Many of them were turned away with brutally blunt words, such as: “It’s Palestine; there is no such thing as Israel.”
The reporters, evidently exasperated, told Israeli media channels that they had been fooled into believing that the Arab world was in their favor, as they were shaken up by anti-apartheid sentiments among people present in Doha, mainly Arabs but also people from Asia, Europe and Africa.
Before the tournament, in a move that made the regime furious and sparked outrage among Israelis, the illegitimate entity quite rightly was not listed among the Middle East "countries" in a section of the FIFA website that provided information about hospitality packages for the marquee sports event.
The site rather mentioned the “Occupied Palestinian Territories”.
The fact that Israeli tourists and journalists were given cold shoulder in Doha, Palestinians were welcomed and the Palestinian flag was held aloft inside the stadiums and on the streets made this year's FIFA World Cup memorable for Palestinians and all also advocating their just and legitimate cause.
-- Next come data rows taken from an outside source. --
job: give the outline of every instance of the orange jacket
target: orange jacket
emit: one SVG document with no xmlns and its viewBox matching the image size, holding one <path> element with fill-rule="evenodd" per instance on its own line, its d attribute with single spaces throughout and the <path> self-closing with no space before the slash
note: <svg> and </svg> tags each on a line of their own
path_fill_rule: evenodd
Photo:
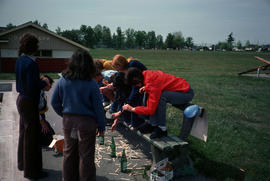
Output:
<svg viewBox="0 0 270 181">
<path fill-rule="evenodd" d="M 148 93 L 146 106 L 135 107 L 136 114 L 153 115 L 156 112 L 160 96 L 163 91 L 188 92 L 190 85 L 181 77 L 176 77 L 162 71 L 145 70 L 143 84 Z"/>
</svg>

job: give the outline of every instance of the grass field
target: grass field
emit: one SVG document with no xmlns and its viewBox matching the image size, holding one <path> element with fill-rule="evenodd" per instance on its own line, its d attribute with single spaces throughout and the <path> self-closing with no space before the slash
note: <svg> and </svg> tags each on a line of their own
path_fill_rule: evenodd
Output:
<svg viewBox="0 0 270 181">
<path fill-rule="evenodd" d="M 186 79 L 194 104 L 208 111 L 208 140 L 190 137 L 190 152 L 199 172 L 216 180 L 270 180 L 270 79 L 238 76 L 270 60 L 269 53 L 155 50 L 91 50 L 94 58 L 115 54 L 134 57 L 148 69 Z M 267 70 L 265 72 L 270 72 Z M 0 76 L 2 79 L 4 74 Z M 10 75 L 8 75 L 10 76 Z M 167 126 L 178 134 L 182 112 L 169 106 Z"/>
<path fill-rule="evenodd" d="M 181 76 L 192 85 L 192 102 L 205 107 L 209 117 L 207 143 L 189 139 L 199 172 L 216 180 L 269 181 L 270 79 L 237 75 L 263 65 L 254 56 L 270 60 L 269 53 L 91 51 L 93 57 L 107 59 L 118 53 L 139 59 L 149 69 Z M 169 132 L 178 134 L 181 111 L 169 106 L 167 115 Z"/>
</svg>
Chants of “Free Palestine” reverberated all around, while Palestinian flags and “Free Palestine” banners were seen at multiple venues of the World Cup all these weeks.
The one football team that particularly deserves credit for mainstreaming the issue of Palestine at the biggest sporting event was Morocco. The first African and Arab country to reach the semifinals of the FIFA World Cup, Atlas Lions won millions of hearts in Qatar.
More importantly, they championed the cause of Palestine in a way no other team did. Moroccan players were seen celebrating their victories with the Palestinian flag.
Interestingly, the Palestinian flag was the only non-official flag to appear at this year's World Cup amid an outpouring of unprecedented support for Palestine, which has been under Israeli occupation since 1948.
Over the years, the Israeli regime has killed around 100,000 Palestinians, and forcibly expelled tens of thousands of others from their homes. As of 2022, more than 6.4 million Palestinian refugees wait to return home.
Even during the final match on Sunday, when reigning champions France was defeated by resurgent Argentina to claim the coveted title, many Palestinian flags were spotted in the spectator stands, making many people proclaim that this year the real winner was Palestine.
In 2020, five Muslim-majority countries — the United Arab Emirates, Bahrain, Kosovo, Morocco and Sudan — signed so-called normalization deals with the Israeli regime. However, this World Cup made it clear that the sham deals do not reflect the popular opinion in the Arab world.
The voice of football fans in Qatar was louder than the propaganda perpetuated by corporate media outlets in the West that spend billions of dollars to support the pro-Israeli narratives.
The World Cup is over, but the solidarity with Palestine continues.
Hiba Morad is a Tehran-based academic and political analyst, currently pursuing a Ph.D. in linguistics at the University of Tehran.
(The views expressed in this article are the author's own and do not necessarily reflect those of Hausa TV.)